V. Pour une refondation de la filière

Face à cette situation, plusieurs pistes s’imposent :
1. Revoir les critères de représentativité des organisations agricoles en tenant compte de la réalité du terrain et de la diversité des structures existantes.
2. Garantir l’indépendance des organes de gestion de la filière cacao, avec un encadrement par la société civile, des observateurs indépendants et des syndicats de base.
3. Instaurer une gouvernance partagée, où les décisions se prennent avec et pour les producteurs.
4. Investir dans la transformation locale pour capter davantage de valeur ajoutée et sortir du cycle de dépendance à l’exportation brute.

Les producteurs de cacao méritent bien plus que des promesses.
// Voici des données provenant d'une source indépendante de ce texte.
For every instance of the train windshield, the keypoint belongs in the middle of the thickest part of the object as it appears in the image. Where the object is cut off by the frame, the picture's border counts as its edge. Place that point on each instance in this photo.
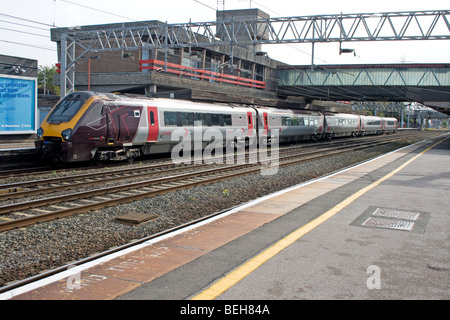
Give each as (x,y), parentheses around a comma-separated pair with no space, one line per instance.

Ils méritent une reconnaissance réelle, une redistribution équitable de la richesse qu’ils produisent, et une place centrale dans les instances qui régulent leur activité. Tant que la gouvernance agricole restera verrouillée et que les mécanismes d’exclusion seront tolérés, la Côte d’Ivoire ne pourra prétendre à une filière durable, juste et souveraine.